That attitude is always there in the background, blankly, and it doesn't take much to bring it out. Sometimes it comes out in reverse though:
Every time a Tory says that people shouldn't have kids if they can't afford them, it reminds me that in their belief system no one ever has kids and then loses their job subsequently.
Of course, if you spend your whole life living off the public purse, as all high-ranking Tories do, then job insecurity is never much of an issue (except maybe for people like Andrew Mitchell - fair play to him, he does seem to have been misrepresented by the cops, but it was instructive how
few friends he had in high places when the public mood turned against him). Got to hand it to the Tories. They are highly efficient when it comes to backstabbing and getting rid of their old pals, if not in any other area. The left is also guilty of similar silliness, though, except that they take years to get round to it.
When the Tories were mulling over the idea of using the child-killing benefits claimant Mick Philpott as an exemplar of the failings of the welfare state, I was almost tempted to wish they would go through with it in full.
In counterpoint, I could've said that Sir Jimmy Savile OBE was a fine example of a self-made man and entrepreneur who worked his way up from nothing via his individual talent to become a BBC stalwart, an adviser to the Palace, and an annual guest of the Prime Minister. Pulled himself up by the bootstraps, so he did. Aren't those Conservative values in action?
But they dropped the Philpott thing after realising how dumb it was. They are yet to realise how dumb the rest of their ideas are.
It's probably time for an inventory of what's been or is currently being privatised/sold:
Roads (up for auction)
Railways (sold!)
Schools (up for auction)
Hospitals (up for auction)
Police (up for auction)
Forensics (sold!)
Prisons (partially sold, a bit!)
Job Centres (arguable)
Mines (sold!)
Power Stations (sold!)
Houses (sold... mixed feelings on that one)
Military logistics, and R+D (sold, to a former head of the CIA!)
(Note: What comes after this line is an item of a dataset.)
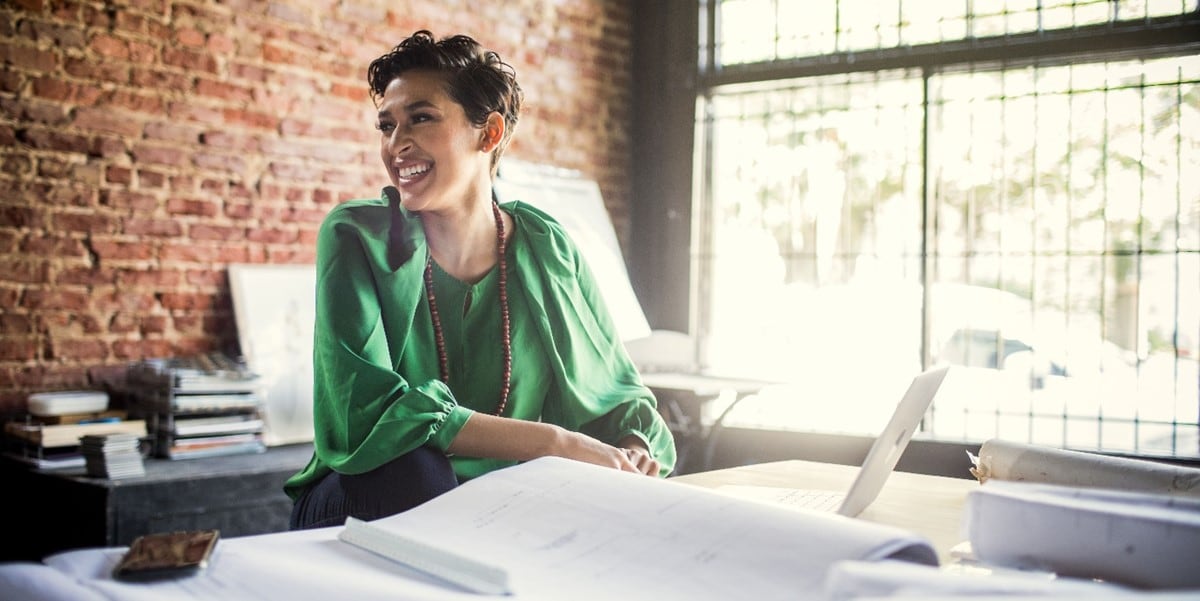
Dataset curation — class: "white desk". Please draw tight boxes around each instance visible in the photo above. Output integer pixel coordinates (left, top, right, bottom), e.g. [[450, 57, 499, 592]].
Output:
[[673, 461, 979, 563]]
The channel tunnel (dunno)
Care homes (sold!)
Benefit offices (dunno)
Airlines (sold!)
Airports (sold!)
Sea ports (sold!)
Water (sold, except in Scotland)
Gas (sold!)
Telephones (sold!)
The post (sold!)
The buses (sold!)
The forests (sold!)
The rivers and reservoirs (sold!)
The steel industry (sold!)
The ship building industry (sold!)
The oil industry (sold!)
The rest of industry (sold!)
The NHS (some sold, some still up for auction)
The Tories did not do all of this, and New Labour laid the groundwork for the currently ongoing privatizations, but it's quite a list, innit?
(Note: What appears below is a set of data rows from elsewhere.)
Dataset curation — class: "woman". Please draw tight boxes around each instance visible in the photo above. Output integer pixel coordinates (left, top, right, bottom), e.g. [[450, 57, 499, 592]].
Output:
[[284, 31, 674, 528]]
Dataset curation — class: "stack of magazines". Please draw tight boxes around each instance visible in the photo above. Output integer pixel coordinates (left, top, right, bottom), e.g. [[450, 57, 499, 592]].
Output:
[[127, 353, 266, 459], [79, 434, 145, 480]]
Innit funny how before a thing gets sold, there is hugely increased media attention on it's failings (like with the NHS currently) but there is remarkably little rise in complaints by actual users of the service?
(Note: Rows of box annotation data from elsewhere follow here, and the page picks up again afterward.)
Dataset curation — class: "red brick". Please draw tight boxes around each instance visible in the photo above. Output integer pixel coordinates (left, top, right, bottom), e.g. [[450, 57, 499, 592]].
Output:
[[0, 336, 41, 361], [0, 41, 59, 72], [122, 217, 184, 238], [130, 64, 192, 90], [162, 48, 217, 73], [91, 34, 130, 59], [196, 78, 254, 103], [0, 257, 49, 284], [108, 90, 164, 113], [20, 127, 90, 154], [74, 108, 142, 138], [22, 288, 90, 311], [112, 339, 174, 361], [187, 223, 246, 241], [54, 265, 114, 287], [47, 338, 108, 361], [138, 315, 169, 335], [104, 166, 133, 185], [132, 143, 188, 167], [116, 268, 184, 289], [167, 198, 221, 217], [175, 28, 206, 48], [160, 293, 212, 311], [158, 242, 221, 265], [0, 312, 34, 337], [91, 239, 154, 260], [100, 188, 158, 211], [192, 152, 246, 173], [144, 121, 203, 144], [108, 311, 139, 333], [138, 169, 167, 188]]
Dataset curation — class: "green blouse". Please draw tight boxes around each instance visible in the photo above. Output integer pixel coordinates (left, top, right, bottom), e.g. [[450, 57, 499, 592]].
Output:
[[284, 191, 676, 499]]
Then, after it gets sold, the media attention on it's failings dies off, while the complaints from actual users rise?
In't that
strange? The NHS in England and Wales will become increasingly shite, and will be increasingly stigmatised in the UK media for being shite, until it is (sold!), at which point they will not report so much on it's failings anymore. At least for a few years. Then we'll all be hearing about it again like it was Network Rail in the nineties.
Always the same.
"The universe is 40 billion light years across and every inch of it would kill you if you went there. That is the position of the universe with regard to human life."